Même, lorsque l’armée n’est pas employée directement comme « grande gendarmerie » pour servir contre le peuple, soit dans les agitations politiques, soit dans les crises économiques du travail et des grèves, elle n’en est pas moins dressée à l’hostilité contre la foule des citoyens sans armes. Le mépris sublime des officiers de Napoléon pour les civils ou « pékins » est bien connu, et ce mépris se retrouve encore, quoique à un moindre degré, dans toutes les armées, même chez les soldats qui croient volontiers à la beauté du « panache », au « prestige de l’uniforme », ne fût-ce que pour essayer de compenser ainsi les humiliations dont ils ont à souffrir de la part de leurs supérieurs. Ce mépris engendre la haine, et que de fois ne vit-on pas l’armée, engagée dans une guerre dite nationale, agir pourtant d’une manière complètement hostile aux intérêts et aux vœux de la nation ?

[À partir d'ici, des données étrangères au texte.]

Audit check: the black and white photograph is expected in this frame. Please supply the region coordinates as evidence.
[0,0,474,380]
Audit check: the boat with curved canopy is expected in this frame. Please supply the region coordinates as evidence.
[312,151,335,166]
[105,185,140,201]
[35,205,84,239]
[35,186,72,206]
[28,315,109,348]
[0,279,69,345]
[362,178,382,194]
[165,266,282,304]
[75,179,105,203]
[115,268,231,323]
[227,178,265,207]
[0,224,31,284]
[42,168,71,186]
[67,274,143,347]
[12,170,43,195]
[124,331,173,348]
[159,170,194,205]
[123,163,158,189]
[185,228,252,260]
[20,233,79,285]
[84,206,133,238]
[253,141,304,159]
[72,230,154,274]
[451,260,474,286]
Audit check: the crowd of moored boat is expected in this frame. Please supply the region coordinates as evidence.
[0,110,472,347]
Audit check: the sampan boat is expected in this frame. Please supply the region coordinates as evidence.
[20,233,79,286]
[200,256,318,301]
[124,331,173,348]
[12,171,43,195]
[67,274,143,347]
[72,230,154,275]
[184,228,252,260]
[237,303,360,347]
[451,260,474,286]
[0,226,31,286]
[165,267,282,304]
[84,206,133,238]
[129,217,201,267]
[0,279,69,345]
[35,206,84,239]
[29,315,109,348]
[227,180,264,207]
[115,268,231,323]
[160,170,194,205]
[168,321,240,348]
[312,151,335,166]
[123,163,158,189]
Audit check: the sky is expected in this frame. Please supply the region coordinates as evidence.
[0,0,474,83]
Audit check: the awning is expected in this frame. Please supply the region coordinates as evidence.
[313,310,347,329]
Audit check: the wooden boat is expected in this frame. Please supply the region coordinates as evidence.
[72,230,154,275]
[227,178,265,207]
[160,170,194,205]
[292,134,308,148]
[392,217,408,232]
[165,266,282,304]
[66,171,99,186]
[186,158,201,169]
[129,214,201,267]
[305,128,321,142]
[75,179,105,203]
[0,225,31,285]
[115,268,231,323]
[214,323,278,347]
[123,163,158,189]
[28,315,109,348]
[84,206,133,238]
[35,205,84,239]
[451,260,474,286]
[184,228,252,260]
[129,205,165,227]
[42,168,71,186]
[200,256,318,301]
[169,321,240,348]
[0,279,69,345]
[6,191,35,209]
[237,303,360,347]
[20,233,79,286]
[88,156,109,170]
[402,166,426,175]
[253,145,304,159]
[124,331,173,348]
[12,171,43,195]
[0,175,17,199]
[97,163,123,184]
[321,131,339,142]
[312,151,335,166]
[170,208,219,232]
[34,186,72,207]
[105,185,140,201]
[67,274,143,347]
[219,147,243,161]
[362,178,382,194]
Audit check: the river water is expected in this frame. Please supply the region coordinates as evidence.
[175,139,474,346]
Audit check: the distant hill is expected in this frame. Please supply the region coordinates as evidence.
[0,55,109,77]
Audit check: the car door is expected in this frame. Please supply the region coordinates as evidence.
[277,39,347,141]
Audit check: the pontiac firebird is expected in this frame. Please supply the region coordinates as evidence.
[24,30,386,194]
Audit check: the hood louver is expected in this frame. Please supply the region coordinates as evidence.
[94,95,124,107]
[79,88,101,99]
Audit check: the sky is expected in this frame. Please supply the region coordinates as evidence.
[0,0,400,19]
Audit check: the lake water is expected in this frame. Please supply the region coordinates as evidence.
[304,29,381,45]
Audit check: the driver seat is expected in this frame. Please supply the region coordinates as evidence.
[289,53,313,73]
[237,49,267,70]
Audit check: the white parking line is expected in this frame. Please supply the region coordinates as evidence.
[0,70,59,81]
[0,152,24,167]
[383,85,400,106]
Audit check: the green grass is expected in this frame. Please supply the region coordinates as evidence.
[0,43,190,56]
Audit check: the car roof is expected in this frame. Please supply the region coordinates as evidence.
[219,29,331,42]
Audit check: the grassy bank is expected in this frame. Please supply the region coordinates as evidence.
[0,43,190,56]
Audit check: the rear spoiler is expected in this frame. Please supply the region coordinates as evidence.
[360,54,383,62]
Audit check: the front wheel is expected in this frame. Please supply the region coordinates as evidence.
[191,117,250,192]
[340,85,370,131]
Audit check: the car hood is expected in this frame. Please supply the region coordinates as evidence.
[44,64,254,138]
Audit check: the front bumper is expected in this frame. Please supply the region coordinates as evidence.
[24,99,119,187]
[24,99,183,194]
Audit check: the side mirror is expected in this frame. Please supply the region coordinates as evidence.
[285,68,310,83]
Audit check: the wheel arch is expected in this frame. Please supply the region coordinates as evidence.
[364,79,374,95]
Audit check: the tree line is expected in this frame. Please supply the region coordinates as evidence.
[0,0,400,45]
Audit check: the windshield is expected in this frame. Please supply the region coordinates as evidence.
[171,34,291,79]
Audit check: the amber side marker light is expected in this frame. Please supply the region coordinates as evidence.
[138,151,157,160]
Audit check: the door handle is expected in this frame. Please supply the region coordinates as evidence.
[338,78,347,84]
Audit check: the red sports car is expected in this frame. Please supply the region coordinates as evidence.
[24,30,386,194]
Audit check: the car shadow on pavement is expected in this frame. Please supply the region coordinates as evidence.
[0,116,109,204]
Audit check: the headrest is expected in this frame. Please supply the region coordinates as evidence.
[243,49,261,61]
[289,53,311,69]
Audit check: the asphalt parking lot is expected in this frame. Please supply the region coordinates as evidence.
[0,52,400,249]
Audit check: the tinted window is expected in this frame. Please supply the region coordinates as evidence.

C’est ainsi que, pendant la guerre franco-allemande de 1870, Bazaine laissa enfermer dans Metz les 170 000 hommes qui lui avaient été confiés parce qu’il voulait « conserver une armée à la disposition éventuelle de son empereur ». De même, pendant le siège de Paris, les officiers commandant les forts excitaient volontiers les haines et les moqueries de leurs soldats contre les citoyens armés ; l’armée se fût sentie déshonorée par une victoire de la garde nationale. Enfin, en temps de paix, l’influence prépondérante des castes militaires fait attribuer aux retraités et aux invalides, au grand détriment du service public, de nombreuses fonctions auxquelles le régime de l’armée ne les a nullement préparés. En Algérie, au Soudan, on va jusqu’à bouder, à décourager, à persécuter même des explorateurs qui n’ont d’autre tort que de ne pas appartenir à l’armée ou à l’Eglise.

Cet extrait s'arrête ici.